The story continues with Part II (covering the division through Hank Greenberg's retirement), and The Post has links to the whole series here.

AIG and Derivatives

One of the reasons the money keeps buzzing off into the void near AIG is that AIG was allowed to go so heavily into derivatives as a counterparty. Here is a quote from an OCC report issued today on banks (not AIG) that gives you feeling for the general magnitude of the problem, even though AIG was only one player in the larger game, it was playing with derivatives from all types of institutions:

...The [OCC] report shows that the notional amount of derivatives held by insured U.S. commercial banks decreased by $6.3 trillion in the third quarter, or 3 percent, to $176 trillion. Interest rate contracts decreased $7.7 trillion to $137 trillion due to acquisition-related elimination of contracts. Although market participants continue to use methods such as trade compression to reduce economically offsetting credit derivatives trades, credit derivative contracts increased 4 percent, to $16 trillion. Ms. Dick noted that "the uncertain credit environment created demand for credit hedges, particularly for counterparty credit risks."

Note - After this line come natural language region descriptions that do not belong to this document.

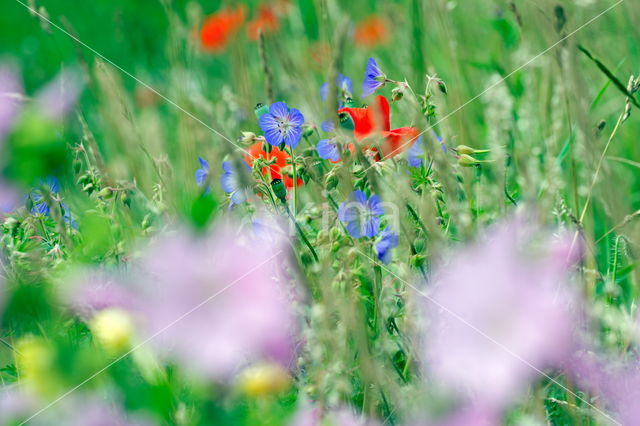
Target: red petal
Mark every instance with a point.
(256, 151)
(368, 120)
(397, 140)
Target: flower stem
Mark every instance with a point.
(302, 234)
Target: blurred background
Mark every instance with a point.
(117, 100)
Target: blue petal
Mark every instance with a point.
(238, 197)
(268, 122)
(293, 137)
(295, 117)
(349, 212)
(344, 84)
(373, 70)
(201, 176)
(274, 136)
(354, 229)
(279, 109)
(416, 153)
(388, 241)
(40, 208)
(203, 163)
(53, 183)
(324, 91)
(328, 150)
(375, 206)
(228, 182)
(371, 227)
(369, 86)
(358, 196)
(327, 126)
(227, 166)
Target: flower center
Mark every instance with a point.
(283, 125)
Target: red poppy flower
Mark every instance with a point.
(371, 119)
(218, 28)
(375, 118)
(282, 160)
(371, 32)
(266, 21)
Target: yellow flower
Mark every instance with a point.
(264, 379)
(35, 360)
(113, 328)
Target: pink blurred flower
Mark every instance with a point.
(216, 302)
(475, 415)
(497, 312)
(89, 291)
(10, 86)
(17, 405)
(59, 96)
(310, 415)
(618, 383)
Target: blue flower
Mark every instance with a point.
(374, 78)
(328, 150)
(388, 241)
(39, 205)
(416, 153)
(327, 126)
(282, 124)
(345, 87)
(67, 216)
(202, 174)
(361, 215)
(230, 183)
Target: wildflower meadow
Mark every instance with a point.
(319, 212)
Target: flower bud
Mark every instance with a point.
(322, 237)
(260, 110)
(10, 223)
(417, 260)
(442, 86)
(467, 161)
(113, 328)
(247, 138)
(307, 130)
(264, 379)
(106, 193)
(463, 149)
(331, 181)
(396, 94)
(35, 360)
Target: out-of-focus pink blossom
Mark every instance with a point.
(475, 415)
(10, 87)
(618, 383)
(309, 415)
(17, 405)
(498, 311)
(216, 302)
(59, 96)
(90, 291)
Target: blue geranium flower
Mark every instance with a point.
(39, 204)
(282, 124)
(230, 183)
(202, 174)
(416, 153)
(361, 215)
(328, 150)
(345, 88)
(388, 241)
(374, 78)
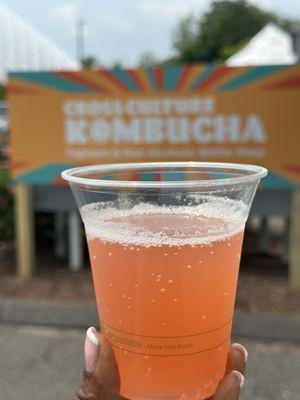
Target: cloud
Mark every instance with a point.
(172, 8)
(65, 14)
(114, 22)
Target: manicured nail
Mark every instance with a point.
(240, 378)
(242, 349)
(91, 350)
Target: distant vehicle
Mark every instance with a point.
(3, 117)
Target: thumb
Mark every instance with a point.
(230, 386)
(88, 389)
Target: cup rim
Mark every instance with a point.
(76, 175)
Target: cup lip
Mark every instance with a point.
(73, 175)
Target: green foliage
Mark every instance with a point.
(89, 62)
(221, 31)
(6, 206)
(147, 59)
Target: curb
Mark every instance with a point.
(82, 315)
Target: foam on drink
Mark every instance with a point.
(168, 312)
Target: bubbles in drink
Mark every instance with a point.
(165, 303)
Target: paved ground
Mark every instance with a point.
(45, 364)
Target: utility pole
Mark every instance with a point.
(80, 43)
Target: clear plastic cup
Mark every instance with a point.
(165, 243)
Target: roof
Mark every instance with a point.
(272, 45)
(22, 47)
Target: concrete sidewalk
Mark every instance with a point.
(45, 363)
(82, 315)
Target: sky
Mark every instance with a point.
(120, 30)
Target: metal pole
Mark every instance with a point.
(80, 44)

The OCC also reported that net current credit exposure, the primary metric the OCC uses to measure credit risk in derivatives activities, increased $30 billion, or 7 percent, during the quarter to $435 billion. Banks charged-off $92 million in derivatives receivables during the quarter, or 0.02 percent of the net current credit exposure, down from $120 million in the second quarter.

The report also noted that:

* Derivatives contracts are concentrated in a small number of institutions. The largest five banks hold 97 percent of the total notional amount of derivatives, while the largest 25 banks hold nearly 100 percent.
* Credit default swaps are the dominant product in the credit derivatives market, representing 99 percent of total credit derivatives.
* The number of commercial banks holding derivatives increased by 2 in the quarter to 977. ...

While derivatives are neither illegal nor officially frowned upon, it seems surprising that the liability they represent is still growing.


naked puts

in a finance class a professor told me about someone or some people who sold naked puts. Said person also kept an airline ticket to another country in his desk drawer. For a while, it was easy money: keep collecting cash for selling puts that expired worthless . And when the day did come when the puts were in the money, the person who sold the puts would flee to another country.

In this case, one keeps the fed's phone number handy, or a sovereign wealth fund or Buffett.


This needs some explanation

Professor Samwick --"Of all the places where taxpayer money has been wasted in this series of bailouts, the most galling to me is the $150+ billion (so far) to compensate uninsured creditors of AIG."

This sounds like the classic emotional complaint whenever a central bank intervenes in a financial crisis, dating back to the 1800s.

The classic answer is that's why we have a central bank--to intervene to maintain financial-system stability, not to bail out individual creditors (they just got lucky).

Do you believe that AIG's collapse would NOT have threatened the financial system? Or that there was a cheaper way to protect the system? Or that we shouldn't have a central bank? Or what?